HC Deb 05 July 1976 vol 914 cc933-4
1. Miss Fookes

asked the Secretary of State for Prices and Consumer Protection by how much she expects the profits of the corporate sector to rise as a result of the changes she proposes in the Price Code.

The Secretary of State for Prices and Consumer Protection and Paymaster-General (Mrs. Shirley Williams)

The Government are retaining controls over prices and profits, as I stated to the House on 30th June. Profit recovery depends on the pace of the upturn, and it is, therefore, impossible to make any accurate estimate. But in the market conditions expected, the proposed Price Code changes on their own could make a difference of around and rather below £1 billion.

Miss Fookes

By how much does this fall short of what industry itself thinks is necessary?

Mrs.

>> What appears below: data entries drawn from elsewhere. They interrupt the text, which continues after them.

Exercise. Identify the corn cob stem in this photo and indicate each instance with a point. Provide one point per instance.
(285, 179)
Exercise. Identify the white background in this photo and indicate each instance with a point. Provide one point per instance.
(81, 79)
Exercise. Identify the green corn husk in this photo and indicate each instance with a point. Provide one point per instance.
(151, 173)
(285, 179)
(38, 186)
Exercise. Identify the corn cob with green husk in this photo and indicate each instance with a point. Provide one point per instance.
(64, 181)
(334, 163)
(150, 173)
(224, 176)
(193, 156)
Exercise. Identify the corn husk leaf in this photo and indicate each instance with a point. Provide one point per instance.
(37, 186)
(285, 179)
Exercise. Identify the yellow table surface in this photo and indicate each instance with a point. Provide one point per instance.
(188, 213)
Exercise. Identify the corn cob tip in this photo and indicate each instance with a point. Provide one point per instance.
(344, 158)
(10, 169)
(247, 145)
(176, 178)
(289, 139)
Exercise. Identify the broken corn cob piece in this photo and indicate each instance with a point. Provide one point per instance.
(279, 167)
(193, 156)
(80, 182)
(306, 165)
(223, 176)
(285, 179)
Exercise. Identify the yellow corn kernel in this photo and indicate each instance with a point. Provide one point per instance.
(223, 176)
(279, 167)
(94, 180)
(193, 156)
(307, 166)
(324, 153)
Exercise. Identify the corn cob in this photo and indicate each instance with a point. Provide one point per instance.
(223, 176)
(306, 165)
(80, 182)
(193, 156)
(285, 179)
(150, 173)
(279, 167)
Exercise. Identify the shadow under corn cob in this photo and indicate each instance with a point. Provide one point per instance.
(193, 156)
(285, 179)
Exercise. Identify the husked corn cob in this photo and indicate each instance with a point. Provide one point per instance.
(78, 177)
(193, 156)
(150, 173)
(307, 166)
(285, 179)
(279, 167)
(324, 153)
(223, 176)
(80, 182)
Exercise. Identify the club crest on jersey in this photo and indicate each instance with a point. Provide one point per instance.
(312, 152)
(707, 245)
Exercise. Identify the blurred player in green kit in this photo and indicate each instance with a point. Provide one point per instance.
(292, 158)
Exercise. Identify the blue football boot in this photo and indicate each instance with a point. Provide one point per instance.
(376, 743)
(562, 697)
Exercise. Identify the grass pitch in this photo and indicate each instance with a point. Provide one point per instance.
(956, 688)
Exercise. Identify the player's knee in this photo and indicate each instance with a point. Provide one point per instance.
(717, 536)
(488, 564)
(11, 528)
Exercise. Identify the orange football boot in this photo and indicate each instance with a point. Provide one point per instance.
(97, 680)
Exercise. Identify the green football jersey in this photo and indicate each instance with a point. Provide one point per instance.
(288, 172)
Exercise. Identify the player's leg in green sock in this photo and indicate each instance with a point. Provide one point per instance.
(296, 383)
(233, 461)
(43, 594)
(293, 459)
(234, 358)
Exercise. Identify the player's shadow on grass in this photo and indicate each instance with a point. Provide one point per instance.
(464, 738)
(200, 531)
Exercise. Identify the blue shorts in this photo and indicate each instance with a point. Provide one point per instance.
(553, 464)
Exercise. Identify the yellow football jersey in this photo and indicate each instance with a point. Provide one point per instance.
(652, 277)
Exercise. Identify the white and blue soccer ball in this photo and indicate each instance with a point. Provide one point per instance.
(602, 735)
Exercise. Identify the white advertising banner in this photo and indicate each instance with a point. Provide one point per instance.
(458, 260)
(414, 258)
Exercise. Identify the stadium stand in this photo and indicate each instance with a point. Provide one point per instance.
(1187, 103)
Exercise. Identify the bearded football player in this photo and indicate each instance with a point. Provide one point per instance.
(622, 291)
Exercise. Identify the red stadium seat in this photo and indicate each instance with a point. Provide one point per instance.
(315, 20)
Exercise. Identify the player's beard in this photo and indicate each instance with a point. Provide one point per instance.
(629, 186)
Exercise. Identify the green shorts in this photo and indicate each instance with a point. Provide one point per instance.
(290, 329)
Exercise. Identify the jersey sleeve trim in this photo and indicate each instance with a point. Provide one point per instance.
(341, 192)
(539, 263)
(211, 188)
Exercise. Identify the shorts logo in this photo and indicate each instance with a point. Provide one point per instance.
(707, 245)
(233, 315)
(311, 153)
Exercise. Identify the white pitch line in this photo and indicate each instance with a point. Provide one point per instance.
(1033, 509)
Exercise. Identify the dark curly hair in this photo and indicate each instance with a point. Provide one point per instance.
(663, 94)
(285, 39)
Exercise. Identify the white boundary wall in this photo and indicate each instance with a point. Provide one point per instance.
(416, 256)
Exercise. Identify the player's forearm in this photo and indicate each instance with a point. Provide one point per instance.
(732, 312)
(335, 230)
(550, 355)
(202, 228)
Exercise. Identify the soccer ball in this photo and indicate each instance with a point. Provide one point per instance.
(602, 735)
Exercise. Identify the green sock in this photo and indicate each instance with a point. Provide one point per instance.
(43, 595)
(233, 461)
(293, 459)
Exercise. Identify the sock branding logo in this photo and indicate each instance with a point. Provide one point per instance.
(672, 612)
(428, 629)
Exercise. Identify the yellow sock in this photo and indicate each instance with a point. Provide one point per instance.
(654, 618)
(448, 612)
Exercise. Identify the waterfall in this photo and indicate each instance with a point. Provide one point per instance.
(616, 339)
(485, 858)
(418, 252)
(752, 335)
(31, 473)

Williams

There has never been a clear statement of exactly what industry believes to be necessary, but I think it is widely recognised that in many fields the market is at least as great a constraint upon the code as what the industries can obtain.

Mr. Madden

Can my right hon. Friend give any estimate of the number of new jobs which she expects to flow from the measures she recently announced?

Mrs. Williams

That is difficult to do, but we asked those negotiating with us, and in particular the CBI, for individual cases which indicated where the Price Code had inhibited jobs or led to redundancies. We have a number of cases of that kind.

Sir John Hall

As last year, according to a statement by, I think, the Prime Minister, profits were running at about 2 per cent. of capital employed, is this increase in prices likely to increase profits on capital employed to as much as 3 per cent.?

Mrs. Williams

Again it is difficult to estimate, but the most recent estimates for all forms of industry were of the order of a 2 per cent. real rate of return after allowing for depreciation. For industry, however, and specifically manufacturing industry, the figure was rather better at around 3 per cent. It is clear that the changes made in the code will lead to some improvement in that position, but I do not pretend that what has been a long deterioration in the rate of return will be wholly reversed by the changes in the Price Code.

Mr. Norman Lamont

Did not the Price Commission's report reveal that the larger companies are now operating at 58 per cent. of their profit levels? Is it not clear, as the right hon. Lady has indeed admitted, that the Price Code is irrelevant in a recession? Would it not have been better to do away with it altogether?

Mrs. Williams

No, it would not, for two reasons. First, the position of each individual firm is very different, and there are areas where the market is not operating the constraint to which I referred. That constraint is certainly used at the retail end. Secondly, the code tends to bite more as business picks up. We are entering a year in which business is expected to pick up, and it would have been most unwise to get rid of price controls of this nature completely.